The review Torlakson requested will cost about $300,000 and is expected to be completed by March of next year. This past fiscal year, the controller conducted close to 500 audits, a little more than half of which were requested by state agencies such as the Department of Health Care Services and Caltrans, spokeswoman Taryn Kinney said.

It’s rare for the controller and the California state auditor to conduct similar examinations at the same time, but a bipartisan group of lawmakers last month called for a separate probe of for-profit charter schools that is expected to move forward later this year.

The Joint Legislative Audit Committee will meet in August to consider the lawmakers’ requests.
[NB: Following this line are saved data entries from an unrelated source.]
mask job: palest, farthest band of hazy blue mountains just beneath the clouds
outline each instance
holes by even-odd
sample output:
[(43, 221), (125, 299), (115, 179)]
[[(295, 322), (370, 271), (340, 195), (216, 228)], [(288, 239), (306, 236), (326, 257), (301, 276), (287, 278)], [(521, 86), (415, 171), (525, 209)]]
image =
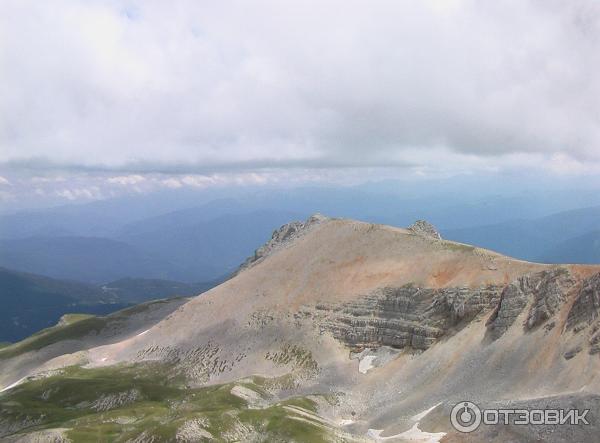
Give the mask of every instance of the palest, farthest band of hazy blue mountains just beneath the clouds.
[[(404, 226), (425, 218), (440, 229), (532, 219), (600, 205), (595, 189), (579, 184), (532, 185), (511, 177), (385, 180), (355, 186), (176, 189), (85, 204), (30, 209), (0, 216), (0, 238), (83, 236), (116, 238), (126, 229), (151, 231), (161, 223), (208, 221), (259, 210), (360, 218)], [(174, 219), (173, 217), (177, 217)]]

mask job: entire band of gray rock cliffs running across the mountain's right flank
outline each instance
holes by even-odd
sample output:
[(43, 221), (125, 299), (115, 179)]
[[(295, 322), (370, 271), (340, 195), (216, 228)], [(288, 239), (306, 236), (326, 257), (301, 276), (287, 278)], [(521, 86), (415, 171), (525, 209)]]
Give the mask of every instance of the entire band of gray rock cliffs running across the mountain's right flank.
[[(490, 311), (487, 336), (493, 340), (500, 338), (527, 306), (525, 331), (543, 324), (552, 329), (555, 314), (576, 289), (577, 282), (569, 271), (558, 267), (523, 276), (506, 286), (382, 288), (350, 303), (317, 305), (316, 312), (320, 327), (354, 351), (380, 346), (425, 350), (461, 324)], [(600, 275), (581, 291), (581, 306), (575, 304), (573, 318), (592, 321), (598, 316), (598, 289)], [(600, 322), (591, 340), (591, 348), (600, 352)]]

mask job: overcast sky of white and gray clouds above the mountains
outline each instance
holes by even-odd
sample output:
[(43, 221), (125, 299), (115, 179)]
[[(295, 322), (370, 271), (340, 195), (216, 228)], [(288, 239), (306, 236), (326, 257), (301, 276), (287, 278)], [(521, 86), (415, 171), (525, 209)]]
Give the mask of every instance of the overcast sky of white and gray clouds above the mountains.
[(0, 8), (0, 187), (600, 171), (595, 0)]

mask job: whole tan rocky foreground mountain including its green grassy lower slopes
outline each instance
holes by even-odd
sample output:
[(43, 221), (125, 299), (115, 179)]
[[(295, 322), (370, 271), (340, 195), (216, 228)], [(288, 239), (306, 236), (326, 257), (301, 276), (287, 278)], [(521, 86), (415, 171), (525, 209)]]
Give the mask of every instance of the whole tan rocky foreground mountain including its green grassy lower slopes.
[[(600, 266), (407, 229), (286, 224), (190, 299), (69, 317), (0, 348), (3, 441), (595, 442)], [(589, 409), (585, 426), (453, 407)]]

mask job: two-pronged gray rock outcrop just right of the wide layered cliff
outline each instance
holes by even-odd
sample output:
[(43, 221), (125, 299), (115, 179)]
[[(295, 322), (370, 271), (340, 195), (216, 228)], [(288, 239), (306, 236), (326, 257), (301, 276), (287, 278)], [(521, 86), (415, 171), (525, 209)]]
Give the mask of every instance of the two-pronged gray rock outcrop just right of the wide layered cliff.
[(519, 278), (502, 291), (500, 302), (487, 322), (488, 335), (494, 340), (501, 337), (530, 302), (525, 328), (543, 324), (565, 302), (574, 285), (575, 280), (565, 268)]

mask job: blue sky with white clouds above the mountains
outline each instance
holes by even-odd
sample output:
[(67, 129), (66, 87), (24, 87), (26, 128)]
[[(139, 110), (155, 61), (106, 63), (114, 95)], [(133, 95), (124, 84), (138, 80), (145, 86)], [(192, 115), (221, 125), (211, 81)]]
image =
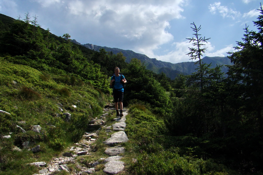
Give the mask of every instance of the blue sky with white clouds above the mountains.
[(188, 62), (189, 43), (210, 38), (203, 56), (225, 57), (242, 41), (244, 28), (258, 31), (259, 0), (0, 0), (0, 13), (37, 17), (52, 34), (81, 44), (132, 50), (157, 60)]

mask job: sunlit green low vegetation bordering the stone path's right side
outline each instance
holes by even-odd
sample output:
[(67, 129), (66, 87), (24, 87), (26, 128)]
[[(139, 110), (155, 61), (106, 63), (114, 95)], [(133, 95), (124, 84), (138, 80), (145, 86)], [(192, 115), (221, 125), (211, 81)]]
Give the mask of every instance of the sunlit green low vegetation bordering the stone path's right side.
[[(140, 104), (129, 107), (126, 133), (129, 141), (123, 161), (130, 174), (230, 175), (237, 174), (213, 160), (181, 154), (181, 148), (167, 147), (163, 120)], [(180, 154), (179, 154), (180, 152)], [(133, 163), (132, 158), (137, 162)]]

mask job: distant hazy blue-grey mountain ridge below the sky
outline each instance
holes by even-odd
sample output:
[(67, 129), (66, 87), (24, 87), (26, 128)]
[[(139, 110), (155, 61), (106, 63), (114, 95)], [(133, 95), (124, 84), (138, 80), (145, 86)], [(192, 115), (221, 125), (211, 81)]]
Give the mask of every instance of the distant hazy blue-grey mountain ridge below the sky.
[[(73, 40), (74, 43), (77, 43)], [(77, 43), (80, 45), (80, 43)], [(149, 58), (146, 55), (135, 53), (132, 50), (122, 50), (119, 48), (109, 48), (96, 46), (93, 44), (83, 44), (82, 46), (89, 48), (91, 50), (99, 51), (101, 48), (105, 49), (107, 52), (113, 52), (113, 54), (122, 53), (126, 57), (126, 62), (129, 63), (132, 58), (137, 58), (141, 60), (142, 63), (146, 66), (146, 69), (160, 74), (161, 72), (165, 73), (167, 77), (172, 80), (178, 76), (178, 74), (189, 75), (195, 72), (198, 67), (194, 62), (181, 62), (181, 63), (170, 63), (156, 60), (155, 58)], [(230, 60), (227, 57), (204, 57), (203, 62), (210, 64), (212, 63), (211, 68), (216, 67), (216, 65), (232, 65)], [(226, 67), (223, 67), (223, 72), (227, 71)]]

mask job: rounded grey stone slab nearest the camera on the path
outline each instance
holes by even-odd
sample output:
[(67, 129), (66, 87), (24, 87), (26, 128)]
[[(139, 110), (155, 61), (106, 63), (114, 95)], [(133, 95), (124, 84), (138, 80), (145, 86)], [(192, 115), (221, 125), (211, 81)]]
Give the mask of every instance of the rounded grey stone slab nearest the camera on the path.
[(103, 172), (108, 174), (117, 174), (120, 171), (123, 171), (124, 169), (124, 162), (121, 162), (119, 160), (112, 160), (108, 163), (106, 163), (105, 168), (103, 169)]

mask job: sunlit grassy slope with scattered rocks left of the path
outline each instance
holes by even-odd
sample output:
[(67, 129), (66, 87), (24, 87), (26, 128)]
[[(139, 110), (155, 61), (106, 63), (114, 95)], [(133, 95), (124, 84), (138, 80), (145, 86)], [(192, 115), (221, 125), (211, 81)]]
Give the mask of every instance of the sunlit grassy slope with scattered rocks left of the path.
[[(0, 110), (10, 113), (0, 113), (0, 174), (34, 174), (37, 169), (27, 163), (48, 162), (64, 147), (80, 139), (87, 122), (102, 113), (107, 96), (90, 85), (67, 85), (64, 79), (65, 76), (42, 74), (0, 58)], [(71, 114), (70, 122), (64, 120), (58, 103), (63, 104), (63, 112)], [(27, 132), (22, 133), (16, 125)], [(30, 131), (32, 125), (40, 125), (41, 133)], [(11, 139), (2, 138), (10, 132)], [(22, 148), (25, 141), (30, 141), (30, 148), (40, 145), (41, 151), (11, 150), (14, 146)]]

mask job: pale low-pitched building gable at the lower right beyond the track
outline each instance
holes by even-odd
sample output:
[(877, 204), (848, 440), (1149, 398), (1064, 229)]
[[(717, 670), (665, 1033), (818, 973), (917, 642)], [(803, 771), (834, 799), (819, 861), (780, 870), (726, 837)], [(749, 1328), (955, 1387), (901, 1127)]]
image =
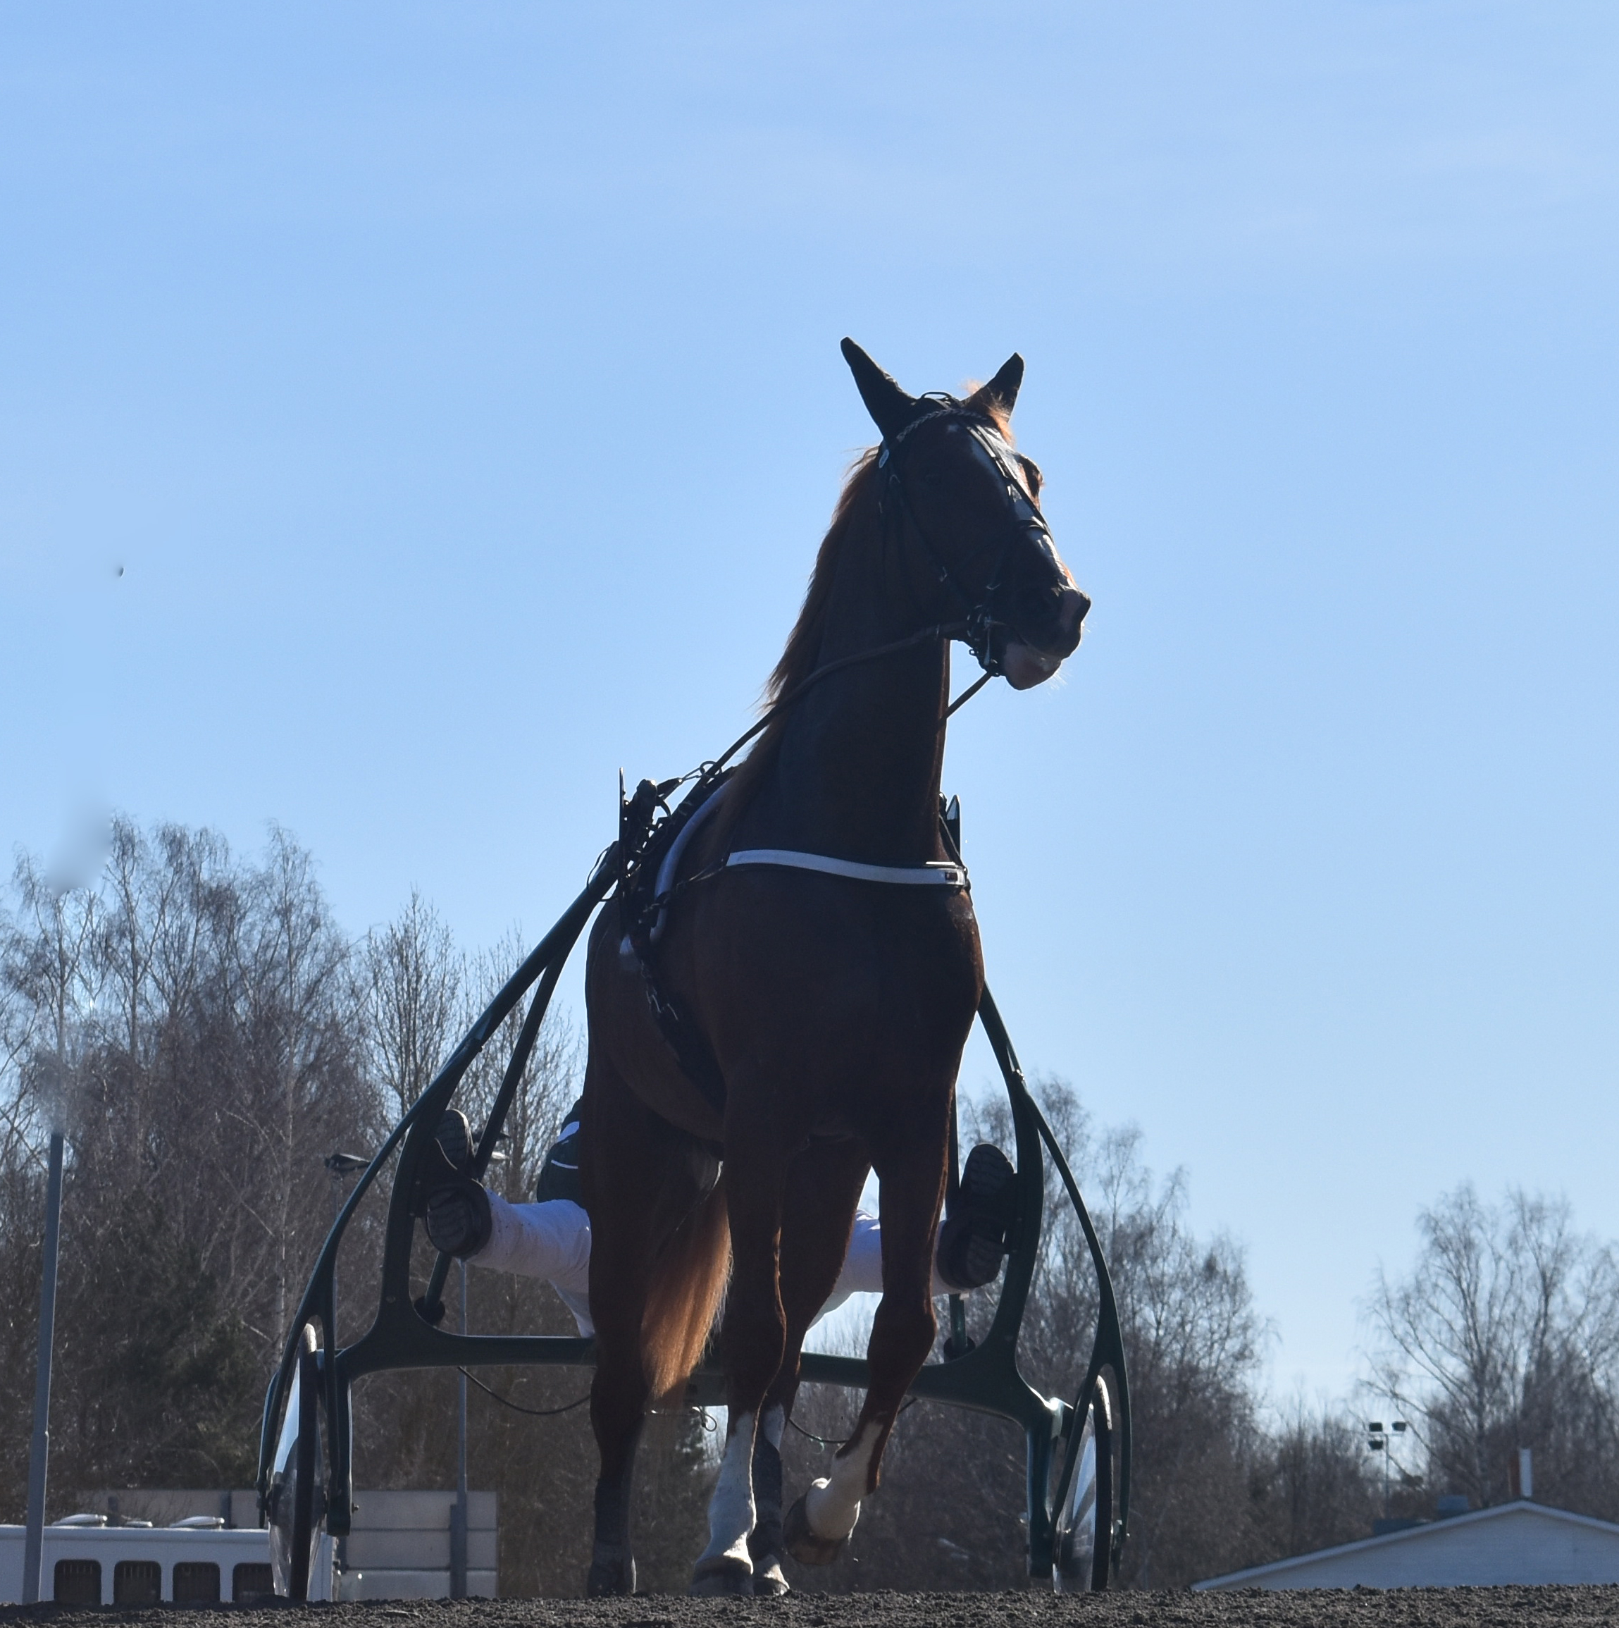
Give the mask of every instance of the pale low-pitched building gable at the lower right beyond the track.
[(1523, 1498), (1206, 1578), (1194, 1589), (1442, 1589), (1619, 1582), (1619, 1525)]

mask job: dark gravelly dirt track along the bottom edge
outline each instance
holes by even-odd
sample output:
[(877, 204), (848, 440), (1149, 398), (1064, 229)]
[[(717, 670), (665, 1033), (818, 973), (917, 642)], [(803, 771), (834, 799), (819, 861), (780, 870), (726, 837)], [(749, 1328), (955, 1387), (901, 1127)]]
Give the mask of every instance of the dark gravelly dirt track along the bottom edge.
[(234, 1628), (286, 1623), (299, 1610), (321, 1628), (1580, 1628), (1619, 1623), (1619, 1587), (1603, 1589), (1336, 1589), (1295, 1594), (794, 1594), (784, 1600), (438, 1600), (366, 1605), (78, 1610), (0, 1607), (0, 1625), (52, 1628)]

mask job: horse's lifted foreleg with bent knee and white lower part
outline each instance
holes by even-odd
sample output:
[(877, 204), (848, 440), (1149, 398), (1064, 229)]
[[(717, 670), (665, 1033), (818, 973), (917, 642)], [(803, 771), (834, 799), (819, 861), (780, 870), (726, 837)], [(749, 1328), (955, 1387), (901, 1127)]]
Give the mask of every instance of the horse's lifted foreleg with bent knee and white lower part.
[(877, 1490), (888, 1433), (905, 1392), (932, 1350), (932, 1249), (944, 1200), (945, 1117), (918, 1143), (879, 1164), (882, 1179), (882, 1301), (867, 1346), (871, 1385), (854, 1434), (838, 1449), (831, 1475), (815, 1481), (788, 1511), (783, 1540), (794, 1560), (836, 1560)]

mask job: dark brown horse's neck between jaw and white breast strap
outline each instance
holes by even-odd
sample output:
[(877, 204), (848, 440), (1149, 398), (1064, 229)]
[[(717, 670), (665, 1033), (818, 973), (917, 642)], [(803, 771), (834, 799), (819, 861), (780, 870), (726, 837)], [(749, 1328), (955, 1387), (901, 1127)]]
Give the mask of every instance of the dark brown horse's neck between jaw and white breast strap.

Next week, legislation inspired by the newspaper’s investigation that would prohibit online charter schools from hiring for-profit firms to provide instructional services will be vetted for the first time by the Senate Education Committee.

Assemblywoman Susan Bonilla, D-Concord, who authored Assembly Bill 1084, said the measure is needed for the same reason the audits are needed — to ensure that taxpayer dollars are being spent in the classroom to help students, not used to enrich a company’s shareholders or drive up profits.

But a group called California Parents for Public Virtual Education plans to fight the legislation. In a letter she sent earlier this month to Bonilla, Nicole Conragan, the group’s president, wrote that she hoped Bonilla would drop the proposal and “stop the assault on parent choice in California.”

“If online charter schools are forced to close based upon Assembly Bill 1084’s criteria, where will these students go to school and how will individual school districts address their unique learning needs?” wrote Conragan, who said her children attend an online school.